In 1997, Melnikov defended his Candidate of Sciences (Ph.D. equivalent) thesis titled "The Role of the Prosecutor's Office in Ensuring the Constitutional Right to Work for Russian Citizens". He further advanced his scholarly work in 2001 by completing his Doctor of Sciences (habilitation) thesis on "The Prosecutor's Office of Russia and Its Role in Protecting Constitutional Rights and Freedoms of Citizens", establishing himself as a leading expert on prosecutorial functions within Russia's constitutional framework.

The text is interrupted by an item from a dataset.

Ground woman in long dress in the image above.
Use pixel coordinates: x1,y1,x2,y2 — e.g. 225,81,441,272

Melnikov served as Chief Prosecutor of the Sakha Republic from 2003 to 2005. On 25 February 2005, the Federation Council appointed him to the Constitutional Court of Russia upon a nomination by President Vladimir Putin, where he served until reaching the mandatory retirement age of 70 in May 2025.

In December 2022, amid Russia's invasion of Ukraine, Melnikov was added to the European Union sanctions list for "artificially creating the image of the legitimacy of Russia's invasion of Ukraine". He had previously been included in Ukraine's sanctions list.